“Il segno più evidente dell’umiltà è la prontezza nell’obbedienza.” (San Benedetto)
Frase più ideale non potevamo scegliere per raccontare la storia e le sofferenze di vita di Alessio, un giovane uomo che ha vissuto e sta vivendo due vite. Oggi per tutti Alessio è un commesso, un amico, un figlio. Un normale uomo di 40 anni. Ma non tutti sanno (perché non è facile ancora oggi per Alessio parlarne), che non appena quattro anni fa era “Fra Ludovico”. Per 20 anni ha vissuto in un monastero di clausura.
Oggi Alessio ha voglia di sentirsi libero e “leggero”, come lui stesso ci ha raccontato. Ma soprattutto ha voglia di raccontare il proprio disagio verso una vita che sentiva sua, verso un percorso che lui aveva scelto e verso una comunità che l’ha messo ai margini. Una comunità a cui lui aveva affidato la sua vita.
“I confratelli sono stati per me come una famiglia. La mia famiglia”, spiega Alessio, “Loro mi hanno cresciuto e voluto bene, secondo i loro criteri. Sono stato un ragazzo non compreso.”
Entrare in monastero a soli 23 anni e uscirne (di tua spontanea volontà) dopo 20 anni, io la racconterei come una storia “Coraggio”. Cosa ne pensi?
Sono d’accordo perché ho avuto coraggio a cambiar vita. A molti può sembrare un paradosso perché, generalmente, chi lascia il mondo esterno e si dedica alla vita monastica è un uomo coraggioso. Per me è avvenuto il contrario. Restare per anni in un ambiente che mi ha accolto e dove ho subito tante frustrazioni psicologiche, non è stato semplice. Uscirne per reinserirmi nel mondo è stato ancora più difficile, quindi la vedo come un atto di coraggio.
Per te è stato come perdere una famiglia?
I confratelli a modo loro mi hanno voluto bene. Per me era la mia famiglia, mi hanno cresciuto e ripeto mi hanno voluto bene, ma il problema è stato l’abisso generazionale che ci divideva. Sono stato un ragazzo non compreso su diverse cose e su tanti aspetti tipici di chi ha venti anni. Quindi sulla normalità.

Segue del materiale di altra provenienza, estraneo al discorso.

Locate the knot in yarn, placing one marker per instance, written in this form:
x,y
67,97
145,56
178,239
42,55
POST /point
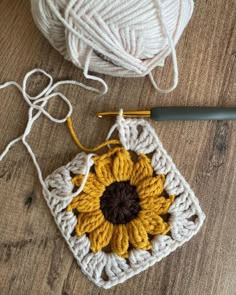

Ti manca la vita monastica?
Mi manca ancora, non lo nascondo, anche se sono passati quattro anni da quando sono fuori. Mi manca un determinato modo di vivere, come veniva scandita la mia giornata. Ma nulla toglie che io non possa farla anche fuori, infatti continuo ad andare a messa e a pregare, portando avanti così la mia vocazione cristiana.
Come la descriveresti la vita monastica?
Se vissuta bene è una vita particolare, che non può essere vissuta fuori del monastero, ciò che si può portare avanti è un proprio percorso di vita cristiana, cercando (per quanto possibile) di vivere bene nonostante le nostre fragilità.
Ad oggi cosa ti sentiresti di consigliare ad un giovane che vuol intraprendere il cammino della vita monastica?
Consiglierei di non aver fretta, perché se davvero Dio vuole per te quella strada, quella sarà. Una vita che mi ha dato vita, ma che m’ha tolto anche tanto.
Quindi tu condanni la vita religiosa e sacerdotale?
No io non la condanno, ma dico a chiunque voglia intraprendere questo percorso che non . Se ad oggi io ne sono uscito è stato grazie alla mia determinazione, al mio coraggio e alla grazia di Dio. Solo grazie a lui, a Dio, che oggi sono riuscito ad adattarmi al mondo normale, non dimenticando però quella che è stata la mia vita. Il mio desiderio più grande è di raccontare e far conoscere la mia esperienza.